Objective: To observe whether an inexpensive dietary-induced hypercholesterolemia model in rabbits using a chow diet supplemented with egg yolks can be used to develop atherosclerotic lesions in animals.

Material and method: Fourteen rabbits were divided into two groups of seven animals: control group (G1), in which the rabbits were fed standard chow diet; and experimental group (G2), in which the rabbits were fed standard chow supplemented with egg yolks. Both groups were fed for 90 days. The lipid profile of all animals was measured at 0, 30, 60 and 90 days. At the end of the experimental period, euthanasia was performed and the aorta and its direct branches were excised to perform the histopathological examination.
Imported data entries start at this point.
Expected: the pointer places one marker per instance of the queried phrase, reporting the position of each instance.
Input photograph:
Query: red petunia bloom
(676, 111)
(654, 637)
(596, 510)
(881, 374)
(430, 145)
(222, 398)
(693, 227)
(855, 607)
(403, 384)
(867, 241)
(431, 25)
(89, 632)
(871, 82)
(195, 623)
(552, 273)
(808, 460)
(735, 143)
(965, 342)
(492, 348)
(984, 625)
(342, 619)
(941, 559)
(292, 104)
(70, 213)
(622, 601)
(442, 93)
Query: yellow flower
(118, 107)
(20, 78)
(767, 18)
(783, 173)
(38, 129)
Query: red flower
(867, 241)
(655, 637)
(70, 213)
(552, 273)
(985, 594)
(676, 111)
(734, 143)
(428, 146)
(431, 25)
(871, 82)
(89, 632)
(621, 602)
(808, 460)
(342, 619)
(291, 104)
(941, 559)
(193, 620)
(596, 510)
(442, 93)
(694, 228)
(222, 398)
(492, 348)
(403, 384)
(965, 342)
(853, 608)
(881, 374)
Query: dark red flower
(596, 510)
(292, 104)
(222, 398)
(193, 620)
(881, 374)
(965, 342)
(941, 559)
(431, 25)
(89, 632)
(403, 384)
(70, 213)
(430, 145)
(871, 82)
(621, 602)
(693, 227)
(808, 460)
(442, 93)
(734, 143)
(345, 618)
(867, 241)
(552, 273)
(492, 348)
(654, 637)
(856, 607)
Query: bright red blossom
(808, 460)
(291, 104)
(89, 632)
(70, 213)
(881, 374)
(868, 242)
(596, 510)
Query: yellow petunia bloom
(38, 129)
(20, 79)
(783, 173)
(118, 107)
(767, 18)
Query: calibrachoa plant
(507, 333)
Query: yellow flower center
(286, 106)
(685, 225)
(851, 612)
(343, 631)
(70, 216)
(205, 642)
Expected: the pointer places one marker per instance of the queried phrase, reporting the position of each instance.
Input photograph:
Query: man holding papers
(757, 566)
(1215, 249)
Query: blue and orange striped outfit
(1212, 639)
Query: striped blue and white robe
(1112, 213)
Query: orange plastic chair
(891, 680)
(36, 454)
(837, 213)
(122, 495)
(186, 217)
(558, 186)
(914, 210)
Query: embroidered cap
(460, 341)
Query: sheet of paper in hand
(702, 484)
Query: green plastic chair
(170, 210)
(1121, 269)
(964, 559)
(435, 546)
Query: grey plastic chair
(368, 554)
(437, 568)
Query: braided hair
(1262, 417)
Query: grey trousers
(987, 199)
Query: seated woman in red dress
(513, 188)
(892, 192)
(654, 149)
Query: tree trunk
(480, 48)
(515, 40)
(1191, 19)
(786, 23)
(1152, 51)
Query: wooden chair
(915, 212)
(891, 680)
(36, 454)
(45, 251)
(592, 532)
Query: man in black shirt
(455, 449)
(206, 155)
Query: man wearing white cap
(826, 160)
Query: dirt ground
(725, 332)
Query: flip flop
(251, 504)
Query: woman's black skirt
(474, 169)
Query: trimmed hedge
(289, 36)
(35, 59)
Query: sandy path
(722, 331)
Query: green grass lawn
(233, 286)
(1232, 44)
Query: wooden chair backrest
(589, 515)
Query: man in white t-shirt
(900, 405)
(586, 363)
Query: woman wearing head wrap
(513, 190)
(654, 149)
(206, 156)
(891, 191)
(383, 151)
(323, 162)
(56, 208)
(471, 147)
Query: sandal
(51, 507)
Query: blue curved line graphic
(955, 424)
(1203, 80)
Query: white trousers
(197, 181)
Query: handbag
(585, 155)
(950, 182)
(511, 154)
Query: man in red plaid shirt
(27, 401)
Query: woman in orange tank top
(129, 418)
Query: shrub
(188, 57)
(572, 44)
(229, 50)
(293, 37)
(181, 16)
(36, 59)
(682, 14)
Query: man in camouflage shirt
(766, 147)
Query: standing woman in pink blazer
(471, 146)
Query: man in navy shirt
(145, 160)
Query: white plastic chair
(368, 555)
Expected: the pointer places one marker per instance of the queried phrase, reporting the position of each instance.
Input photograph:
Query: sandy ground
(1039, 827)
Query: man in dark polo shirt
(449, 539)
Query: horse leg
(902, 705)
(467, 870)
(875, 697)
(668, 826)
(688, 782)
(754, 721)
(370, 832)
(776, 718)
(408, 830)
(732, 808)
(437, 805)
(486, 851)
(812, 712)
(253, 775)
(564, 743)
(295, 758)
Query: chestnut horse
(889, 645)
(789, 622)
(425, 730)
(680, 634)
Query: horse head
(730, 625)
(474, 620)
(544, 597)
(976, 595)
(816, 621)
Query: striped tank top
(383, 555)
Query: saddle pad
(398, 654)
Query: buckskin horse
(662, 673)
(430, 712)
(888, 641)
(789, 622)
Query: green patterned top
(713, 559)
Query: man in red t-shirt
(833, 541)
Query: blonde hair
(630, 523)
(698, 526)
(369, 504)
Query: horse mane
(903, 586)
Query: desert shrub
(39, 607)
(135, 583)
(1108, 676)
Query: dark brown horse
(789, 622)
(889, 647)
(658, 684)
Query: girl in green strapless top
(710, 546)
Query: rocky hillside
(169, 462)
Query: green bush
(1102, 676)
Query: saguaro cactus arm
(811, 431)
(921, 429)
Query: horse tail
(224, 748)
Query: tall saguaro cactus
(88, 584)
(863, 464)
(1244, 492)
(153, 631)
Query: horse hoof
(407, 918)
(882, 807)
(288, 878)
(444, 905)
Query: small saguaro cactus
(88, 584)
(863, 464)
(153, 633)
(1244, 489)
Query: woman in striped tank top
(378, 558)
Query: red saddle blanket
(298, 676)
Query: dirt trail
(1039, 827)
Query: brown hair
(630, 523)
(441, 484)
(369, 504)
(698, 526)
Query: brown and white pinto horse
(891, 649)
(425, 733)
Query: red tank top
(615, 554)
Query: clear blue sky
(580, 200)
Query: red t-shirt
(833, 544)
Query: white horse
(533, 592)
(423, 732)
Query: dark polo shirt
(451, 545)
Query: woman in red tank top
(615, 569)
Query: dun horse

Results: There was a significant increase in plasma total cholesterol and cholesterol fractions only in group G2. The macroscopic examination showed fatty streaks in the aortic arch and abdominal aorta. Histological analyses revealed minimal lesions consisting of macrophages foam cells in the abdominal, renal, carotid and diaphragmatic aorta and femoral arteries. Therefore, the egg yolk diet developed mild atherosclerosis in rabbits and induced the same characteristics and extent of the lesions obtained by low-dosage purified cholesterol. Thus, egg yolk can be used as an inexpensive source of cholesterol in models of experimental atherosclerosis.

Keywords: Atherosclerosis, cholesterol, aorta, rabbits, diet, dyslipidemias.

J Vasc Bras. 2006;5(4):247-56

Article submitted September 12, 2006, accepted December 14, 2006.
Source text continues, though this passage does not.